En la puerta, ¡Fenoy! Defensa: ¡Torrecilla, Gail, Andrinúa y Juan Carlos! Medio campo con ¡Jorge, Minguela y Eusebio! Más arriba ¡Aravena y el pato Yañez! En punta… ¡Víctor!
Entrenador… ¡Vicente Cantatore!
Gritábamos cada nombre con fe de converso hasta la ronquera. Era el «nuevo» estadio José Zorrilla, mediados los 80 del siglo pasado. Estábamos en fila alta: preferencia especial; números 40 y 42. A mi derecha escoltado por una plana mayor de sujetos de la Compañía de Jesús; a mi izquierda educado por una colección de Viejas Guardias que habían visto más fútbol que nadie. Yo estaba protegido por mi tío, el hombre que me había iniciado en esto del fútbol cuando, años atrás, me llevó a medio partido en el otro estadio, el «viejo». En ese partido, contra el Español de Barcelona, ganaba el Pucela al final y yo entendí la felicidad.
Aquel día mágico, estábamos de pie junto a unas rejas que hacían de frontera entre el campo y temblaban de tensión. Era la primera fila: gritos bruscos, tíos diciendo tacos con tos bronquítica, todos encerrados en una nube de nicotina de Farias que aislaba este escenario del resto del mundo. Yo miraba de soslayo a mi tío, maletín de ejecutivo, bufanda gris y gorra parda. Él me sonreía para tranquilizar mi asombro mientras preguntaba: «¿Te gusta?». Como siempre he sido un niño formal y educado, entendiendo eso como «muy pulido» vamos, hacía una pausa, antes de responder, pensando si mi madre era consciente de dónde estaba. Porque era un mundo totalmente desconocido: muy adulto, de formas lumpen, de palabrotas y gritos, de barro y blasfemias, mucho tabaco y gente de todo pelaje y concepcion. Una cofradía de unión inmediata que asistían ensimismados al heroismo de dioses sufrientes peleaban en un olimpo blanquivioleta.

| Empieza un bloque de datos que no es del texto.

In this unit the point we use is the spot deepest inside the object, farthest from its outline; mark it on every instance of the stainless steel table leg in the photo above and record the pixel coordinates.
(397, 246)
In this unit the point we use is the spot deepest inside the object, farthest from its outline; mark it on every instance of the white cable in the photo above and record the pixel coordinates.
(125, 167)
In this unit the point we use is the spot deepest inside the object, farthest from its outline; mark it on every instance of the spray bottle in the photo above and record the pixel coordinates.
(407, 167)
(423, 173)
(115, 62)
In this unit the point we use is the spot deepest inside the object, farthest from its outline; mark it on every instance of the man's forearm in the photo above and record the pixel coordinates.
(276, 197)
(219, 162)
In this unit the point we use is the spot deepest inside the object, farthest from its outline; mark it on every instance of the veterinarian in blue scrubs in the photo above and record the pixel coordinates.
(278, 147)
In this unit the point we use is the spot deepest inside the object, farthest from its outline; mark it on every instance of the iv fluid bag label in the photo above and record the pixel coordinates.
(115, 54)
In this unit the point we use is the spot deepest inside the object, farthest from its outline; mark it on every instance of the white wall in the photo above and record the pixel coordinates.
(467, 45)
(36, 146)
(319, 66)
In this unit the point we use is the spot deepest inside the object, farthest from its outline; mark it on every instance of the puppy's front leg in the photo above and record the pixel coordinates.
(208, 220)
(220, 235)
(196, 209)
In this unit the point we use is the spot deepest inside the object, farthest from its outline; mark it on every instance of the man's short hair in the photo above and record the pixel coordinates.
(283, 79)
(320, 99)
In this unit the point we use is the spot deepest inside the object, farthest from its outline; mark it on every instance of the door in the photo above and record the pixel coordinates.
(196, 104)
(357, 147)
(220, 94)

Asi la droga del fútbol entró en mí sin remedio, adicto cada domingo, sea el primer equipo, sea el Promesas. Era inicios de los 80 y un Valladolid con Paquito entrenador, Gilberto, los Pepín y siempre «el loco» Fenoy, me llevaban en volandas a la gloria.
Recuerdo esto hoy con más intensidad si cabe… y emocionado porque hoy, Vicente Cantatore, Don Vicente ha fallecido. Y lo siento en el alma, personal, sentimentalmente y como parte fundamental de mi biografía. Ya llevábamos mucho fútbol visto cuando llegó al Pucela, pero Don Vicente, nos hizo avanzar el nivel. Un tipo «muy suyo», como reconoció con retintín y derrota el periodista Javier Ares, cuando se rindió a la evidencia de su error con una polémica menor. Esa personalidad de Cantatore, «muy suya», se trasladó a un equipo que pasó de ser comparsa a creer en sí mismo, ganara o perdiera. Y con la transformación del equipo, así creó a un público que estaba a muerte con él como ha estado con pocos. Para mí fue el primer entrenador capaz de expresarse claro en las ruedas de prensa, sobrio, superando la dialéctica del topicazo cañí y frenando la retórica filosófica que nos vendría después, vía Colombia.
La palabra justa, la pose firme y el pitillo como batuta, Don Vicente fue una escuela de fútbol; descubridor, entre otros, de Fernando Hierro cuando, en un miércoles cualquiera, le trajo su hermano Manolo con la trampa de «es un chaval de Málaga amiguete mío que vale mucho». Al verle llegar, Don Vicente le dijo «este chico es familia, ¿no?». Dos tipos con un look idéntico recién sacado de cualquier casting quinqui de película patria, no podrían más que asentir mudos.
Nos llevó a una final de copa y vibramos cada domingo; fue cesado en directo, único caso en la historia, en el programa de radio del «Butanito», por un presidente vividor. Se fue, por supuesto, «muy suyo», muy digno y muy tío. Con un par, como se van los hombres. Los últimos años se ha dedicado a recordar su gloria en una residencia de Valladolid.
Muchas gracias, Don Vicente. Esto está dedicado a mi tío y a usted. Nos vemos en el Cielo.